The health department was initially notified on Tuesday about an aggressive raccoon near Northside Park that had already attacked one individual. It was later learned that two more individuals were charged by what authorities believe is the same raccoon.
The raccoon first came at a group of landscapers working around Northside Park on Tuesday and made contact with one of the crewmembers. Although the individual wasn’t bitten, nor did he have an open wound, the worker was treated with shots for rabies because he had come in contact with the rabid wild animal.
Strangely enough, the same landscaping crew was working in a different area in north Ocean City about five blocks away the next day when presumably the same rabid raccoon attacked them again. The raccoon reportedly swam across a canal and came out of the water soaking wet and aggressively approached the landscaping crew, which ultimately hit the animal with a shovel and killed it. The dead raccoon later tested positive for rabies.
Rabies is an ongoing issue in Worcester County and affects local wildlife. The animals most frequently confirmed with rabies in the county are raccoons, foxes, skunks, groundhogs and cats. Any person, pet or other animal that may have had contact with that particular raccoon or other wildlife suspected of having rabies may be at risk for exposure to rabies. Any potential exposures should be reported immediately so a risk assessment can be done. To report any contact with or exposure to this particular raccoon or any other wildlife suspected of being rabid, call the Worcester County Health Department at 410-632-1100, or (410) 352-3234.
If a pet has had contact with a wild or suspect animal, a veterinarian or the health department should be contacted. Wounds found on an outdoor pet from an encounter not witnessed should be treated as a possible rabies exposure. Appropriate management for pets will be determined and currently vaccinated animals should be re-boostered after exposure.
Reports of sick or aggressive wildlife or strays should be reported immediately so law enforcement can assess the situation and contain the suspect animal to minimize the potential for exposure to other pets or persons. Animals suspected of being rabid should then be made available for testing by the health department when warranted.
Meanwhile, the health department this week is offering tips to protect individuals and pets from rabies exposure. Pets should be vaccinated and those vaccinations should be kept current. Maryland law requires vaccination against rabies for all dogs, cats and ferrets over four months of age.
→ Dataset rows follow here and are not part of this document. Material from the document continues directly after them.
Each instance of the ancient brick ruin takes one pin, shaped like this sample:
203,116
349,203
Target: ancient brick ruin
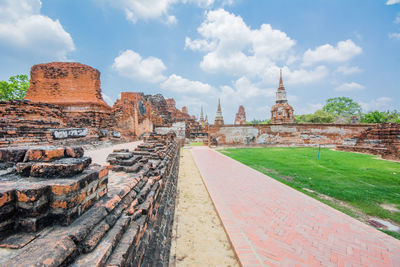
285,134
282,112
64,105
219,119
74,87
240,117
132,115
56,209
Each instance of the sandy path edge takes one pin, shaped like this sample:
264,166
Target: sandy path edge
198,237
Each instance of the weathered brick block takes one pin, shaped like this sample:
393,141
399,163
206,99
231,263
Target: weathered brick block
12,154
74,152
44,154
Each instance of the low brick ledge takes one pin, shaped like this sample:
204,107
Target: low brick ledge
130,226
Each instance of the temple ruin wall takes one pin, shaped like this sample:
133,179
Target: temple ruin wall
286,134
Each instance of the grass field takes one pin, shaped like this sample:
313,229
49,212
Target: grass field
197,144
356,184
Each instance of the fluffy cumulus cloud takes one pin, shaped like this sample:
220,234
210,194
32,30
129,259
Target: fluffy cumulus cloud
158,9
347,70
395,36
131,65
350,87
392,2
397,19
146,9
25,32
233,47
178,84
344,51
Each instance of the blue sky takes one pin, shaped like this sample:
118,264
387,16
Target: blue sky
198,50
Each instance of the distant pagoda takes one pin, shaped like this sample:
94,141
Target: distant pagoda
219,120
282,112
201,116
240,117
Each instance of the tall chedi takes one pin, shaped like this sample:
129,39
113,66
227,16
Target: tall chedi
201,116
219,120
282,112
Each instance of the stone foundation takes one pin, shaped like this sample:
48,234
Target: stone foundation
130,225
46,186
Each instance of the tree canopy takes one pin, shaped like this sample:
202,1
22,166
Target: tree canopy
15,88
381,117
342,106
318,116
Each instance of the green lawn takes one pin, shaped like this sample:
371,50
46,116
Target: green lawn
359,180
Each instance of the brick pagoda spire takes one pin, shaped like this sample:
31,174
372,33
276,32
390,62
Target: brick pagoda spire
219,120
282,112
201,115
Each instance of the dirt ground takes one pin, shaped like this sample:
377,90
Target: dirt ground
198,235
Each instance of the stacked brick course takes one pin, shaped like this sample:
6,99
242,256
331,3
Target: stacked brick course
286,134
46,185
25,123
129,226
132,115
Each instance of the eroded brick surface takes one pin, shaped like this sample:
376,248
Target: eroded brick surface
129,226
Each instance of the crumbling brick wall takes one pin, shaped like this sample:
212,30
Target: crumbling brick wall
25,123
74,87
285,134
130,225
133,115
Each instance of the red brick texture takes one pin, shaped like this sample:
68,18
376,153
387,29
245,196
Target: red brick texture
128,225
285,134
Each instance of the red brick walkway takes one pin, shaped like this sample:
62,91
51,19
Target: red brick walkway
271,224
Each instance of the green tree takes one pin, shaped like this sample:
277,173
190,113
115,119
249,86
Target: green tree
321,116
381,117
15,88
318,116
342,106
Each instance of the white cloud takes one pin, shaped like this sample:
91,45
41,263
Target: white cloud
199,45
381,103
233,48
244,90
130,64
158,9
146,9
350,87
397,19
344,51
347,70
392,2
24,32
395,36
178,84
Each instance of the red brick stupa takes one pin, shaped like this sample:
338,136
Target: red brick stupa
282,112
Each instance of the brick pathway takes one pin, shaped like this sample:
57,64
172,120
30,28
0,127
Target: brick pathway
271,224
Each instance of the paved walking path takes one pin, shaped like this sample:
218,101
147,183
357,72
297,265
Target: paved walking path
99,156
271,224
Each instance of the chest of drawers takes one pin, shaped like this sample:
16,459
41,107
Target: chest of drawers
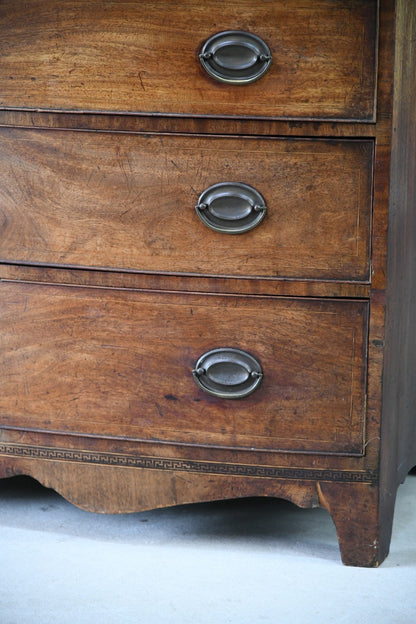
207,252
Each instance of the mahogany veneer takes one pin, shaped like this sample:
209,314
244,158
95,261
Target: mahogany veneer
112,285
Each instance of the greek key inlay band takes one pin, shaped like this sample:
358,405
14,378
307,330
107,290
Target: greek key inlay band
161,463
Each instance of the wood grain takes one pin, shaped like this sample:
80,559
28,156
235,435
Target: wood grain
127,202
119,363
143,57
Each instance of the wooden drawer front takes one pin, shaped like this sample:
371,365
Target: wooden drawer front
144,56
118,363
128,201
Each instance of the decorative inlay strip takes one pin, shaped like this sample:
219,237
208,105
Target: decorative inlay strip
183,465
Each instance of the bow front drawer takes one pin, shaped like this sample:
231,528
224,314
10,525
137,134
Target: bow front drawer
302,208
292,59
167,367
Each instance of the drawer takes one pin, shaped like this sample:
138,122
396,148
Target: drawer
144,57
91,361
128,202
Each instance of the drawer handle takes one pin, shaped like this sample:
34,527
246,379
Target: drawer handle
235,57
231,207
228,373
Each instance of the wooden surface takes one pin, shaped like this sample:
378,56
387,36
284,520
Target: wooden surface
120,364
122,201
399,390
91,400
143,56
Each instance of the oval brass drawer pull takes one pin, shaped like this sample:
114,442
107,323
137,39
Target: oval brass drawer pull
231,207
235,57
228,373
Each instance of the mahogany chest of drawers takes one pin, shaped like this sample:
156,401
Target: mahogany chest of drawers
207,248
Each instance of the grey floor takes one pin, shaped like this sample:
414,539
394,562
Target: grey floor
246,562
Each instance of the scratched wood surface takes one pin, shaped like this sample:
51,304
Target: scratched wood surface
128,201
143,56
120,363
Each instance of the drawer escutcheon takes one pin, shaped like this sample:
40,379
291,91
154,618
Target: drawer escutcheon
235,57
228,373
231,207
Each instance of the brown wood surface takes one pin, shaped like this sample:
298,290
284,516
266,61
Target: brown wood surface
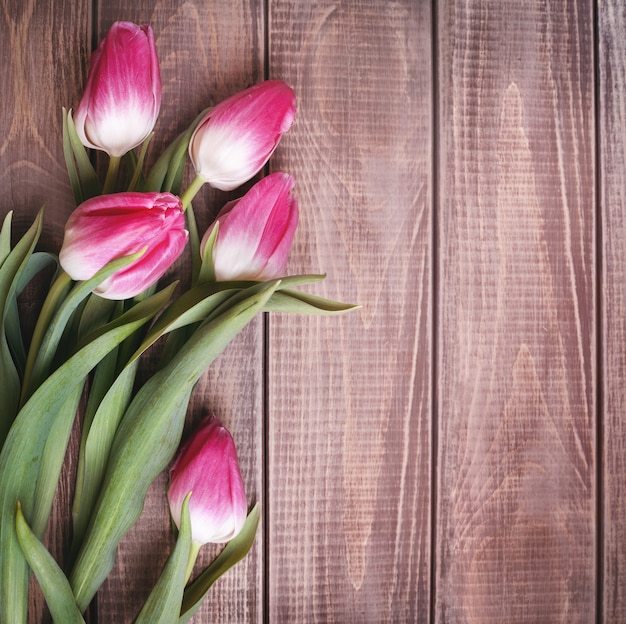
612,178
516,479
350,398
207,51
454,451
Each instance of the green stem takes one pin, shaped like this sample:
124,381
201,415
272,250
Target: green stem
111,178
191,191
55,296
193,555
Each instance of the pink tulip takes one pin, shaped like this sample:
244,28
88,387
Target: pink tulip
206,466
255,232
237,137
112,226
122,97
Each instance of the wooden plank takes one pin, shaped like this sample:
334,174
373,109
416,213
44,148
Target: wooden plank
350,398
612,162
516,318
44,46
44,50
207,51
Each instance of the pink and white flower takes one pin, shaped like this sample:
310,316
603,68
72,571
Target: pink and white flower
256,231
108,227
237,137
206,466
122,97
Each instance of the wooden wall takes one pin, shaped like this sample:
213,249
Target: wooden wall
455,450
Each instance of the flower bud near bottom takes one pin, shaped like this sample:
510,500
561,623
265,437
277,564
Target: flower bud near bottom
206,466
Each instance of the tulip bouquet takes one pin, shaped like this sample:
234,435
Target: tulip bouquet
105,308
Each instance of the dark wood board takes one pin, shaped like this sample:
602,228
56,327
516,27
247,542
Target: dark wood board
516,314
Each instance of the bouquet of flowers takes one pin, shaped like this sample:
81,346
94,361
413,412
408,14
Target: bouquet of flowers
105,308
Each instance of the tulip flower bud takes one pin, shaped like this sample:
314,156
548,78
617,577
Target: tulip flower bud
206,466
122,97
237,137
108,227
255,232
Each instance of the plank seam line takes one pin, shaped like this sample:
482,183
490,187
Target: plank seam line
435,298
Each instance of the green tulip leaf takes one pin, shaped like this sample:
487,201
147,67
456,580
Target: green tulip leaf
11,270
207,268
20,458
148,437
5,237
163,604
136,182
295,301
98,433
166,172
83,177
54,585
35,263
232,554
63,299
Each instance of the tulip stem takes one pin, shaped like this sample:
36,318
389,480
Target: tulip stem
111,178
191,191
56,294
193,555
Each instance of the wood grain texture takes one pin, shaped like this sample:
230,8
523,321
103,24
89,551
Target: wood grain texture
350,399
612,160
516,322
46,45
44,48
207,51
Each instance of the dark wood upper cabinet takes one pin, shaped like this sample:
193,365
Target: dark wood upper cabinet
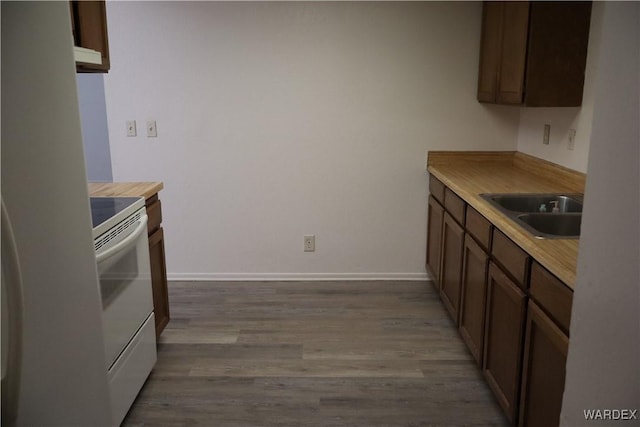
89,26
533,53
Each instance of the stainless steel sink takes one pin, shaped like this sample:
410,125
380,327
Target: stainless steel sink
530,203
534,213
552,225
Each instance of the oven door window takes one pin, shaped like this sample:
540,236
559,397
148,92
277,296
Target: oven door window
116,273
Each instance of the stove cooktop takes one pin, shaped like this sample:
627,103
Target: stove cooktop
106,212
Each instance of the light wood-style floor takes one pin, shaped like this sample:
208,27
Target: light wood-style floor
324,354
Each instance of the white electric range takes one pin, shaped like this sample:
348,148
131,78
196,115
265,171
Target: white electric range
122,254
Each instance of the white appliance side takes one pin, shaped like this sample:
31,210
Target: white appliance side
63,380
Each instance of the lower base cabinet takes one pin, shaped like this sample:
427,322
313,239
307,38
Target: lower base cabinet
434,239
545,359
159,280
512,313
475,266
503,340
451,266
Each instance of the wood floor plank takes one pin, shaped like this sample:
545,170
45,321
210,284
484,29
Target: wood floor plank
378,353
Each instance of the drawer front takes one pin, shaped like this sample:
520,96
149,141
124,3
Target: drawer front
154,212
513,259
436,188
454,205
479,228
552,296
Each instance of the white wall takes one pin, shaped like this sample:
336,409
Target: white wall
93,117
532,120
603,368
277,120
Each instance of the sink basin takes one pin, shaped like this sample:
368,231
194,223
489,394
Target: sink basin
530,203
550,225
533,212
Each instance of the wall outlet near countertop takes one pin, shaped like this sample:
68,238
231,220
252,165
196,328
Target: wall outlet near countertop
571,141
152,131
310,243
545,135
131,128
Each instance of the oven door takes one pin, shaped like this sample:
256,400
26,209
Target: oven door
125,286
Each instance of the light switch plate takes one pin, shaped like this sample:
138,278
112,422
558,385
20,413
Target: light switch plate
152,131
131,128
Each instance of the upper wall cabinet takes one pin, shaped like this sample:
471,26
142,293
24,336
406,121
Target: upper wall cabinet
89,25
533,53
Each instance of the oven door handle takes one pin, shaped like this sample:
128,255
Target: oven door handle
130,240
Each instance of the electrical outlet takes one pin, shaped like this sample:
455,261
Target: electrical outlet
545,136
571,142
131,128
309,243
152,131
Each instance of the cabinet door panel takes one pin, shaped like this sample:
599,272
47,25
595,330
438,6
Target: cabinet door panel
490,46
451,269
159,280
558,39
89,24
504,332
514,52
545,358
474,296
434,239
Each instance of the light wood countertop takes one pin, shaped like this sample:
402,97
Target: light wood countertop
470,174
124,189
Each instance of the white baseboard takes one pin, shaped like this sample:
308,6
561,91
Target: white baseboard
277,277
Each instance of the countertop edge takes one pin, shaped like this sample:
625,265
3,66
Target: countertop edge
144,189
Rabies vaccinations have limited times of protection, so pet owners should verify that their animals are currently protected.
The health department is also urging pet owners not to feed their animals outdoors. Pet food, or even the odor of it, can attract potentially rabid wild animals. Looking for food is normal behavior for raccoons and other wild animals, which may return to areas where they have found food before even after they become rabid. Also, secure trash cans and dumpster for the same reason. Wild animals forage for food and minimizing food sources will discourage wildlife from coming on to a property.
Finally, report immediately to local law enforcement or animal control any wild animal or stray behaving abnormally or acting aggressively, particularly if contact with humans or pets is imminent or has already occurred. Do not touch bare-handed any pet that has fought with a wild or suspected rabid animal.